Melody Maker was a British weekly pop music newspaper which was published from 1926 to 2000. Record charts in the United Kingdom began life on 14 November 1952 when NME (New Musical Express) began compiling the first UK-wide sales-based hit parade. Melody Makers own chart began on 7 April 1956. Prior to 15 February 1969, when the British Market Research Bureau chart was established, there was no one universally accepted source and many periodicals compiled their own chart. During this time the BBC used aggregated results of charts from the NME and other sources to compile the Pick of the Pops chart. In 1969, Record Retailer and the BBC commissioned the British Market Research Bureau (BMRB) to compile the singles chart.

Prior to this, The Official Charts Company and Guinness' British Hit Singles & Albums, consider Record Retailer the canonical source for the British singles chart in the 1960s; While NME had the biggest circulation of charts in the 1960s and was more widely followed, Melody Makers chart was considered more influential and equally highly cited. After 1969, the joint venture between Record Retailer and the BBC is widely considered as the beginning of the official UK Singles Chart. Melody Maker, like NME, continued compiling its own chart until 14 May 1988.

Notable differences in the Melody Maker charts in this decade when compared to the official chart run by BMRB and even NME are additional number-one singles for Gary Glitter, Queen, Showaddywaddy, Wings, The Real Thing, David Soul, John Travolta and The Jam.
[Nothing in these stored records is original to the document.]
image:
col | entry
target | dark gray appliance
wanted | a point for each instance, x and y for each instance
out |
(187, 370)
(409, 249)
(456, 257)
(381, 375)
Such songs as "Boogie Nights" by Heatwave and "Ain't Gonna Bump No More (With No Big Fat Woman)" by Joe Tex reached the top of the Melody Maker chart although neither topped the BMRB or NME charts. Twenty-two acts achieved a number-one single on the Melody Maker chart but never had an official number-one single, although one of them was part of a singing duo whose other half had reached number one solo.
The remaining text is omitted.